Pigeons of the world unite!

It’s nice to see that Google has a sense of humor beyond its cutesy holiday logo changes (via Neil Gaiman). For better or worse, those buggers are the fauna of my native land, and I love them.

Thuuuuuuuh Yankees Win!

Yes they did. First thing tomorrow, I”m proposing to Aaron Boone.

The robot cyber-killer elite will come for you. You have been warned.

From the Atlantic online:

The conspiracy geeks and Area 51 obsessives are right—the U.S. government is heavily invested in research projects that brush the borders of science fiction. But many of those ventures aren’t top secret, so long as you’re willing to wade through the latest budget statement for the Defense Advanced Research Projects Agency, or DARPA, which contains funding estimates for various projects, including some distinctly sinister-sounding ones. The spookiest of these is probably the “Brain Machine Interface Program,” which promises to “create new technologies for augmenting human performance through the ability to access neural codes in the brain in real time and integrate them into peripheral device or system operations.” In other words, if the project pans out (a rather large “if,” to be sure), the soldier of the future will be a functional telepath, controlling equipment from a distance and perhaps even communicating “brain-to-brain” with his fellow soldiers. This may sound implausible, but an article about the project in the journal Nature reports that experiments on rats and monkeys have already yielded remarkable results: electrodes were implanted in the animals’ motor cortexes, and when neurons in that region of the brain fired in certain patterns, the electrodes successfully transmitted a signal to operate a simple lever or robot arm. Meanwhile, neuroscientists in another part of the same program are attempting to transmit sounds and images directly into the brain’s auditory cortex, and a third group is aiming to discover whether parts of the human brain can be replaced by silicon microchips. Such “memory implants” could enable the military to insert combat experience into a soldier’s head—creating, with the other projects, the possibility that a fighter pilot could “upload” his training and then fly a plane from the ground, all the while following orders beamed from headquarters directly to his brain.

As Dan put it, “Pretty neat stuff.” It’s true; there’s nothing like the fulfillment of the Terminator-Matrix prophecies to get you up in the morning. I, for one, welcome our new cyberdeathmachine overlords and look forward to my grandchildren’s eventual enslavement. Computers are far better than people, and it’s high time we let them assimilate us.
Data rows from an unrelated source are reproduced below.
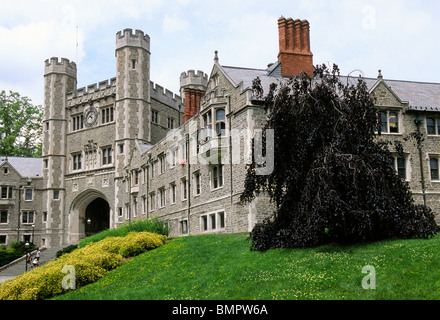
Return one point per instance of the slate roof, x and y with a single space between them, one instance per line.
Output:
26 167
423 96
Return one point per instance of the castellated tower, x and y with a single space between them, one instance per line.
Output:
59 79
132 92
192 89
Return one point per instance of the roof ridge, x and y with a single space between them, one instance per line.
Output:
243 68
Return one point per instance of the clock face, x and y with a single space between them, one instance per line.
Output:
90 116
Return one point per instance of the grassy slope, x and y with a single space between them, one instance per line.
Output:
222 267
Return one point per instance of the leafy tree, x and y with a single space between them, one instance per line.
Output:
332 179
20 126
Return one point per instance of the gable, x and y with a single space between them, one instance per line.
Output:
385 96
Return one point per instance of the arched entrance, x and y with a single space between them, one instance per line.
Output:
97 216
89 213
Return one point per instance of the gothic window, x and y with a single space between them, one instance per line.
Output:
184 226
162 163
217 176
162 197
4 217
28 196
400 165
154 116
207 124
197 179
433 126
6 192
107 115
27 217
152 202
184 188
77 162
107 156
173 195
433 165
220 122
394 122
213 221
77 122
170 123
389 122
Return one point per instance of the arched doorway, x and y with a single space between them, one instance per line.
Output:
97 216
89 213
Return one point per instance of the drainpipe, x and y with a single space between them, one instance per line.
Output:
419 122
147 196
230 153
188 181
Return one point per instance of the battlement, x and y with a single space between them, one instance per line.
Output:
192 80
165 96
65 66
92 92
126 38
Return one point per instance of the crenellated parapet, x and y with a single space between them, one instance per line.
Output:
63 66
127 38
193 80
96 91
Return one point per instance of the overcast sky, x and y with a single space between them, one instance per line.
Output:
400 37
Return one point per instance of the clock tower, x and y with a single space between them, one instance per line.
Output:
132 102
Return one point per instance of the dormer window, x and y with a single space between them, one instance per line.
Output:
389 122
433 126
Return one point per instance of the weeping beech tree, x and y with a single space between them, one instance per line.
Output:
332 179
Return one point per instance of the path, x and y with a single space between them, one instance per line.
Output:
19 265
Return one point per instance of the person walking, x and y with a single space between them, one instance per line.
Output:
37 256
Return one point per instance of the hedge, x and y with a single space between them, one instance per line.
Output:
91 263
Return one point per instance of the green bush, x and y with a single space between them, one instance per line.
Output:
90 262
67 249
154 225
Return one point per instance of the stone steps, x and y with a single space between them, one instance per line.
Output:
18 266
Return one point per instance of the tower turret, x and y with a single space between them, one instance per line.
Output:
132 92
192 89
59 79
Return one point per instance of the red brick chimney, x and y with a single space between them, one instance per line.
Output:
192 89
294 55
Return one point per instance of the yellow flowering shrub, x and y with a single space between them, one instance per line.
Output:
135 243
90 263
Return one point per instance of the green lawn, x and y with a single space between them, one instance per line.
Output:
222 267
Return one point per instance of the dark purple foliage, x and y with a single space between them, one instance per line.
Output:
332 179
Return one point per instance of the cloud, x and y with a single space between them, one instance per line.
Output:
173 24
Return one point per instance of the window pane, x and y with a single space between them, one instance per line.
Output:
4 192
394 124
384 123
434 169
401 168
430 126
220 115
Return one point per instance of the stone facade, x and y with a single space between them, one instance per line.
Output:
126 148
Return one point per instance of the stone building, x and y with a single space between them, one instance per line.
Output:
126 148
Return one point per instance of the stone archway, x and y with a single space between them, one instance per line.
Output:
97 216
90 212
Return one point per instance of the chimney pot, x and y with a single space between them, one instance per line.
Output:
294 40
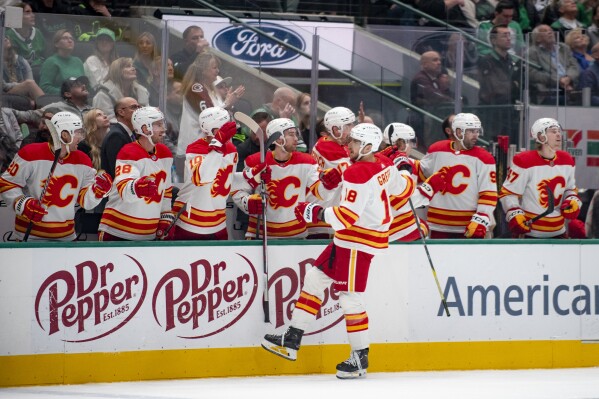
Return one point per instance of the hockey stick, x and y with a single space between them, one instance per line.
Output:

But seriously, Marzipan. This is not the first serious attempt at crazy neural link cybernetics, nor is it that impressive yet, compared to some recent successes. Nevertheless, dipping into the DoD’s bottomless cash pit is certain to bear fruit eventually. I’m generally in support of anything DARPA wants to spend money on; they gave us the internet, and that puts them up there with Prometheus in my book. I mean, their biggest waste of funds so far was the Star Wars program, and that involved space lasers, so it was still pretty cool.